ショパンのノクターンというとCMなどで使用されることが多い第2番や、戦場のピアニストで使用された第20番が有名で、第13番はクラシックになじみがない人は聴いたことがないかもしれません。
しかし、ショパンの円熟期に作られた第13番は「ショパンの傑作の一つ」といわれており、ショパンコンクールなどでも演奏機会の多い曲の一つです。

ショパンのノクターンは序盤-中盤-終盤の三部構成になっているものが多いのですが、第13番も典型的な三部構成になっています。
重々しくどこか不吉な印象すらある低音部と幻想的で華やかな高音部が呼びかけあうような序盤、低音部と高音部が互いに調和して歌いささやき合うような中盤、激しい感情の波のような終盤と展開する様子は非常に情熱的でドラマティック。
メロディは序盤と終盤で同じ主題が使われるA-B-A形式ですが、重く引きずるような序盤に対して終盤は2倍ほどの速さになっており、強く激しく狂おしくなるのが特徴です。

個人的には、心の中に不安や悲しみを抱いている男性が華やかで美しい女性に恋をし、一時の平安を得るものの、やがて「自分の元を離れていってしまうのではないか」という不安におびえるようになり、憎悪にも似た狂おしいまでの愛に縛られ、互いに求め合いながらも深く傷つけあう…なんとなくそんなストーリーが思い浮かびます。
このストーリーならラストは男が女を刺して、残された男は力なく笑いながら後追いする展開ですね。また一部の人に怒られそうなこと書いてるよこの人は。

ショパンは最初に好きになったクラシックの作曲家で、きっかけは学校の行事で聴いた「英雄ポロネーズ」です。
「なにかが来るぞ!」という予感に満ちた前奏のあとに華やかで輝かしい主題がパーン!と飛び出すような展開は、重々しい門が開いて美しい装飾を施された白銀の鎧をまとった兵のパレードが飛び出してきたようなイメージが浮かびました。
馬が走り抜けたり戦いが始まったり…と、目の前で映像が展開するような(というか、脳内で映像を見ていたのですが)感じに、ごっそりとやられてしまいました。ショパンやばい。
その後、絶賛中二病(いまだ完治せず)を発症した私は、「夜想曲」という名前だけでノクターン全曲をおさめたCDを購入し 、ノクターン第一番の最初5秒くらいであえなくノックアウトいたしました。不思議なもので、好きになる曲って最初の5秒くらいでグイッときちゃうんですよね。そういう作品を私は書きたい。(無理ぽ)

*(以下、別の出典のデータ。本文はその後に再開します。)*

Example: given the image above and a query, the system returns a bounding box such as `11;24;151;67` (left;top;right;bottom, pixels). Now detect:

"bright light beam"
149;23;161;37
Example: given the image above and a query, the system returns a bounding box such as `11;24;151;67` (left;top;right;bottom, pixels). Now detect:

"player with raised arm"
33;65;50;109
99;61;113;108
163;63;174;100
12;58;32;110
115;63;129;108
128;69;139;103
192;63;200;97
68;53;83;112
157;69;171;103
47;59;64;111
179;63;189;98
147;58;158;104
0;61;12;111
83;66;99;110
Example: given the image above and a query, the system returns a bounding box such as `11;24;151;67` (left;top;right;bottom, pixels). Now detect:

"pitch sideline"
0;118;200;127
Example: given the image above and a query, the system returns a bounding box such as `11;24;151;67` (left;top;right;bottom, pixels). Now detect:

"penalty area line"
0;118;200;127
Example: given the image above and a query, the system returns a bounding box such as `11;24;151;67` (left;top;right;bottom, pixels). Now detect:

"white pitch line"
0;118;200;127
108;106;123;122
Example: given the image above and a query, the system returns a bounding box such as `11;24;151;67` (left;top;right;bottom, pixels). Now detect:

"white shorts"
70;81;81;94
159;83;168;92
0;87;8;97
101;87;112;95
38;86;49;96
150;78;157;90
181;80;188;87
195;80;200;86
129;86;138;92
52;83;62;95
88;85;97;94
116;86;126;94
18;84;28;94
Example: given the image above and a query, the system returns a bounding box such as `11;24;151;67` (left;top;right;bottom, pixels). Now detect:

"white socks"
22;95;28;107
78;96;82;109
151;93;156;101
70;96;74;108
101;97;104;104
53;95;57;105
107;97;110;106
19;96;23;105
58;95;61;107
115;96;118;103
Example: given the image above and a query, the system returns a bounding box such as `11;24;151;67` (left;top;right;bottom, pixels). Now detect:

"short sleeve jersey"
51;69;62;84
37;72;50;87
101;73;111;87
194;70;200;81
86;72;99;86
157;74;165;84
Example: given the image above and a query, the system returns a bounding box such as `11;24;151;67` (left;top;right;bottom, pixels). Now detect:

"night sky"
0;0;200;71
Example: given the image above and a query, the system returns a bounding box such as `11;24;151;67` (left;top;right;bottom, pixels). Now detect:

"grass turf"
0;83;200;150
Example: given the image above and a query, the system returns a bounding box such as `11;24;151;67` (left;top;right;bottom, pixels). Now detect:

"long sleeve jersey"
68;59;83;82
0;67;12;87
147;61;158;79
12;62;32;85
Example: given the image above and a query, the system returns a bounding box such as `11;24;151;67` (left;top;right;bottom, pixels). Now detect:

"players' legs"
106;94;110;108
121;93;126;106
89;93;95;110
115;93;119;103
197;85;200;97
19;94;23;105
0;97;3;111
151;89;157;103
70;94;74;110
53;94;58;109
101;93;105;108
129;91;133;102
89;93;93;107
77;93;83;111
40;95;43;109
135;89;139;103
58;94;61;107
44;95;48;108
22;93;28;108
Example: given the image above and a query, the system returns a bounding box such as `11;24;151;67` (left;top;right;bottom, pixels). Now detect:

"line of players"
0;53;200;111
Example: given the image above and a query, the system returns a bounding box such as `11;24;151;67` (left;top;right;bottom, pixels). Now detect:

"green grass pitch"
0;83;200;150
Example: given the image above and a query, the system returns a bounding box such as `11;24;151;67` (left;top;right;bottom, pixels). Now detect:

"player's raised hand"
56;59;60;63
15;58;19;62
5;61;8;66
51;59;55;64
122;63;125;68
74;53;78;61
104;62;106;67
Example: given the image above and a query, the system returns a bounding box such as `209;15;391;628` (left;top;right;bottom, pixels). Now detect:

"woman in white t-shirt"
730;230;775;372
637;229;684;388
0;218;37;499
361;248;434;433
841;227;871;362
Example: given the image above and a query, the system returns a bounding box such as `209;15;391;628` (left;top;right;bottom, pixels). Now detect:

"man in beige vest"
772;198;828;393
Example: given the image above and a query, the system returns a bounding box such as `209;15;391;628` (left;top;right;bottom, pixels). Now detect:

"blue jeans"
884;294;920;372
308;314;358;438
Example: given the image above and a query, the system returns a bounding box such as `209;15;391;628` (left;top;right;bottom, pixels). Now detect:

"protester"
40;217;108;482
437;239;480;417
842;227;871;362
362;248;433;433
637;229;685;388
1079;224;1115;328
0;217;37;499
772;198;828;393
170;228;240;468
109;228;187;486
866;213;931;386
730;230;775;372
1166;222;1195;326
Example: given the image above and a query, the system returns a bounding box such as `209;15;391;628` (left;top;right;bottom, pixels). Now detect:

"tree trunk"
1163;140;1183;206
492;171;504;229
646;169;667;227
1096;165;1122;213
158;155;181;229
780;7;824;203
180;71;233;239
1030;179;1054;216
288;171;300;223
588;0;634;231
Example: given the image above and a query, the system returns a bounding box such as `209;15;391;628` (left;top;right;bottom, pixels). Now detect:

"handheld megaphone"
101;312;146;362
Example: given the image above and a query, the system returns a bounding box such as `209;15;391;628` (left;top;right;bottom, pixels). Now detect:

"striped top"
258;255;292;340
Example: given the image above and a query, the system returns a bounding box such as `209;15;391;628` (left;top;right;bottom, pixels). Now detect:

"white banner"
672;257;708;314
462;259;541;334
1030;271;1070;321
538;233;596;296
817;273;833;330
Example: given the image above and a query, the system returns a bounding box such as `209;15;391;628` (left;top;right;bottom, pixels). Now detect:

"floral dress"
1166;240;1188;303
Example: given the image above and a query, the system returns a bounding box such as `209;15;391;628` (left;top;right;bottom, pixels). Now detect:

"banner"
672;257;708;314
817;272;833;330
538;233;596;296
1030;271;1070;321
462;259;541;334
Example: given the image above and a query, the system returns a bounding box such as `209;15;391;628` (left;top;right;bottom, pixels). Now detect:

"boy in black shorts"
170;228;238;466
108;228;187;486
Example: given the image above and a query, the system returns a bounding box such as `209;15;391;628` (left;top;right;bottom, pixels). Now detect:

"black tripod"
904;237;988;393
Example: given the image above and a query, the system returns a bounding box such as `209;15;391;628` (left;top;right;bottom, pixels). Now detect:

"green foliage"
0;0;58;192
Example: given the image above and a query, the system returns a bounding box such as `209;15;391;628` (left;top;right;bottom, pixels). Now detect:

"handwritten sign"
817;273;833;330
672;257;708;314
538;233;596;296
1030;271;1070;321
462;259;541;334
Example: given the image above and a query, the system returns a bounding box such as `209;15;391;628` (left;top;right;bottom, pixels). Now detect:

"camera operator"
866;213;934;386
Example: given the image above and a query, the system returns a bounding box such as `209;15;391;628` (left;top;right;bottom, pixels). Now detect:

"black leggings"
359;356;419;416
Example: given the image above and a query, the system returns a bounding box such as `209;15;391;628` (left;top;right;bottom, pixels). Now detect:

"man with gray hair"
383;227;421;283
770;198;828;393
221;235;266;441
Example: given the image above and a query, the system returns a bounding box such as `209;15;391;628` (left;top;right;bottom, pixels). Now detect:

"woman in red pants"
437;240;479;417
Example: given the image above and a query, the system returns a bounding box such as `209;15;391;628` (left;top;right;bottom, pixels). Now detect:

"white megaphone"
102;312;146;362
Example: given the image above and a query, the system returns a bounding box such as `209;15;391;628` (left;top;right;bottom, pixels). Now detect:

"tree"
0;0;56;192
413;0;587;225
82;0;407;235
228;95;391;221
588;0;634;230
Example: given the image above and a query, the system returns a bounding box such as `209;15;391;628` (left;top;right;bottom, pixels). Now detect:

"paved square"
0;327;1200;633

ショパンは弾く人によって景色がかなり変わる作曲家ですが、ノクターン13番は特に演奏者の個性が出る楽曲かもしれません。
個人的に一番好みなのはこの方…

Chopin: Nocturne No. 13 in C Minor, Op. 48 No. 1

少したどたどしい雰囲気すらある主旋律とドラマティックな和音の組み合わせ、美しくて情熱的で力強い演奏だと感じました。
癖の強い演奏なので好みは分かれそうですね。